Britain Becomes First European Member of Trans-Pacific Trade Bloc
The United Kingdom becomes the first new member to join the Comprehensive and Progressive Agreement for Trans-Pacific Partnership (CPTPP) since it entered into force in December 2018, unlocking access to a region with a total GDP of USD 13.6 trillion.
The United Kingdom became the first new member—and the first in Europe—to join the Comprehensive and Progressive Agreement for Trans-Pacific Partnership (CPTPP) since it entered into force in December 2018, unlocking access to a region with total GDP of USD 13.6 trillion.
The CPTPP is a free trade agreement signed by 11 Asia-Pacific countries (Australia, Brunei, Canada, Chile, Japan, Malaysia, Mexico, New Zealand, Peru, Singapore, and Vietnam) representing 13% of global GDP. The accord lowers barriers to trade in goods and services among member countries, which have pledged to scrap almost all tariffs and import charges on each other’s products. They have also accepted common obligations on food regulations, environmental protections, the digital economy, investment, labour, and financial services, among others.
The bloc will be worth more than 15% of the world’s GDP once the United Kingdom joins, according to British Prime Minister Rishi Sunak. “We are at our heart an open and free-trading nation, and this deal demonstrates the real economic benefits of our post-Brexit freedoms,” he said in a statement. “British businesses will now enjoy unparalleled access to markets from Europe to the south Pacific.”
While the British government called the agreement its “biggest trade deal since Brexit,” its own estimates show that the deal will raise long-term domestic GDP by just 0.08% over the long term—or about 15 years. That means it will have little impact to offset Europe trade losses as a result of Brexit.
Britain’s accession means the country has met the high standards of the CPTPP’s market access requirements and that it will align with the bloc’s sanitary and phytosanitary standards as well as provisions such as investor–state dispute settlement. The resolution of a spat between the United Kingdom and Canada over agricultural market access last month smoothed the way to joining up.

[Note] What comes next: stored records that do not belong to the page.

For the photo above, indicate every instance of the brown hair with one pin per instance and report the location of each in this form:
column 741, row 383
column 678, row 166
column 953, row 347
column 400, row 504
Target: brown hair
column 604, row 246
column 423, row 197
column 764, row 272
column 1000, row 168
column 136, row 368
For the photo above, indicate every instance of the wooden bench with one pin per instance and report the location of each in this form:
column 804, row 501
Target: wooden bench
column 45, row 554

Will the CPTPP Replace the WTO?
China has also applied to join the CPTPP, but its progress has been slow. Taiwan also is seeking to join the bloc.
Trade pundits, including former New Zealand trade minister Tim Groser, say the CPTPP’s expansion as a global trade agreement rather than a regional one could supplant the World Trade Organization (WTO). He told the South China Morning Post that the CPTPP has manifested the “spaghetti bowl” concept—where countries make direct trade deals with each other, sidestepping the WTO.

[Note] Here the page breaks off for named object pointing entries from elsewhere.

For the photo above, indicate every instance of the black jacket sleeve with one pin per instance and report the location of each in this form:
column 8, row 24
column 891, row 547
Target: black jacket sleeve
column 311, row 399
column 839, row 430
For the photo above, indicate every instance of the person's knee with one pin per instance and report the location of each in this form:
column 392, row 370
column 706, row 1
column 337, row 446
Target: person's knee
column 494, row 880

Britain’s membership in the bloc transforms the CPTPP “from a regional to an alternative global system,” he said.
“The spaghetti is all being put together in this sort of large multilateral or multilateral/plurilateral deal . . . and of course, now we have this interest of China, the No. 2 economy in the world, plus the customs territory of Taiwan,” Groser said. “If the WTO continues to go round and round in circles doing very, very little, which is the case of the last 25 years, and this agreement loses its Asia-Pacific specific regional character and starts to acquire other members, I think there’s every reason to think it could become an alternative system of multilateral rules.”